Tais visões servem unicamente ao
propósito de deslegitimar ou invalidar qualquer posição contrária à dominação
religiosa excluindo a possibilidade de uma discussão franca e necessária sobre
uma possível vida sem religião.
Frequentemente coloca-se o
ateísmo apenas como uma negação de qualquer divindade ou religião (MINOIS,
1998). Esta definição não é suficiente, pois depende exclusivamente da religião
para defini-lo. O ateísmo como corrente filosófica, de fato, tem seu berço nas
religiões, pois é na direção de negá-las e negar a qualquer deus que se
estabelece. Esta visão, no entanto, parece ignorar que já cedo somos ensinados
a sermos curiosos e a questionar regras até que os que estão ao redor se cansem
e comecem a reprimir esta curiosidade e questionamento, repetindo um padrão que
se observa também na doutrinação religiosa e pela imposição de regras através
de outras formas de controle.
Embora a divulgação do ateísmo
tenha crescido muito a partir de autores como Richard Dawkins, Cristopher
Hitchens, Sam Harris e Daniel Dennett – que desenvolveram importantes trabalhos
no sentido de questionar a dominação religiosa em especial em instâncias
políticas e educacionais – é com considerável radicalismo que os ateus vêm se
apresentando.
Seja pare esses autores como
para tantos outros ateus em diversas páginas do Facebook a premissa básica é de
que toda e qualquer forma de manifestação religiosa é ruim ou perversa e, não
raramente, busca-se combater a religião com a mesma hostilidade criticada em
muitas dessas agências religiosas. É uma reação esperada, de certa forma, embora
ineficaz, uma vez que frente ao controle aversivo a tendência é de que o
contra-controle seja igualmente aversivo, visando anular a fonte inicial de
controle.
Uma alternativa a essa postura
consiste em deixar de lado visões dicotômicas e julgamentos morais do
comportamento religioso e se lançar a uma análise funcional destes
comportamentos, sem buscar legitimá-los ou invalidá-los, mas buscando entender
sua função para os indivíduos para que aí sim seja possível propor alternativas.

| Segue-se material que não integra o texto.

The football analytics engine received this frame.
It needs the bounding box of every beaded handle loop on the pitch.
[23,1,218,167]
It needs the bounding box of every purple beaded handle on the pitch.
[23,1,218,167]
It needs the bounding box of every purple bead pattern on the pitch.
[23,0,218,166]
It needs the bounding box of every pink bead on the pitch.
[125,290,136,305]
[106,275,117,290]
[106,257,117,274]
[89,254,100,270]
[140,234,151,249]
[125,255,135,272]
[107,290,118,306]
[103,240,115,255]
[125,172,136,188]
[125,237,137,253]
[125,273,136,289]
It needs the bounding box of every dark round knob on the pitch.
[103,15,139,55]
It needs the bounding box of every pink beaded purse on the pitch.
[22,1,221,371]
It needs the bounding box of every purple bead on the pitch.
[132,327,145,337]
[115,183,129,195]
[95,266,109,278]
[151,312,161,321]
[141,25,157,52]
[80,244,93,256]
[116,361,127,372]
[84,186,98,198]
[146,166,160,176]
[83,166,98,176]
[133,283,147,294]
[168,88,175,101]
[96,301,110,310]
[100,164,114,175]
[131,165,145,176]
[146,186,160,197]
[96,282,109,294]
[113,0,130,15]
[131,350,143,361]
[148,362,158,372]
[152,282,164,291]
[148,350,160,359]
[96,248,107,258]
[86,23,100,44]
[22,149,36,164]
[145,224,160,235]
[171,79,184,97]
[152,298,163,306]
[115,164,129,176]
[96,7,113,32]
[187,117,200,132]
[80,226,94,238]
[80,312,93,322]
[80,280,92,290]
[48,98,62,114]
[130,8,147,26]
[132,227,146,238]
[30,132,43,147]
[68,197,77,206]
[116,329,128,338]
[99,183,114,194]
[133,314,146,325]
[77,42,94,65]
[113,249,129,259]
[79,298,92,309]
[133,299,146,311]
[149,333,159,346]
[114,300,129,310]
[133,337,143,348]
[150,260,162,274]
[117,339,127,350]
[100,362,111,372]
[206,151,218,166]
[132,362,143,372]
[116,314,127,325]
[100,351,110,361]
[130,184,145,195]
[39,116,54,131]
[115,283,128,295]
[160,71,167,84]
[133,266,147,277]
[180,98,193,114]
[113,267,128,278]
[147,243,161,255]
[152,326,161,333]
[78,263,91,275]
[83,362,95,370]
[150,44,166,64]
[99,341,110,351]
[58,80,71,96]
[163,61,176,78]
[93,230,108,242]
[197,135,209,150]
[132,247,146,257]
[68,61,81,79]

O ateísmo, deve combater sim,
dominações religiosas, mas não visando destruir a religião e sim, combater
opressões. Deve ser, portanto, em minha visão, um movimento de enfrentamento
àquilo que é imposto de maneira coercitiva ou persuasiva manipuladora e
impassível de questionamentos, em outras palavras, às regras dogmáticas. Não
muito diferente daquilo que se espera em um trabalho terapêutico, ou no pensamento
filosófico, por exemplo. Ou seja, um trabalho de desconstrução e questionamento
da realidade, o qual exige o reconhecimento das limitações humanas.
Neste ponto, certos defensores
de noções religiosas teriam a dizer que o ateísmo e a experiência religiosa em
pouco ou nada diferem. No entanto, por mais que se busque se distanciar das
religiões institucionalizadas, as ideias de alma, transcendência, religiosidade,
espiritualidade, busca por sentido e necessidades fundamentais tem suas origens
em organizações religiosas e, com grande frequência, caminham na direção de
legitimar a existência de algo que atribua um sentido a tudo e que seja além do
ser humano, alienando o ser humano a algo supra-humano.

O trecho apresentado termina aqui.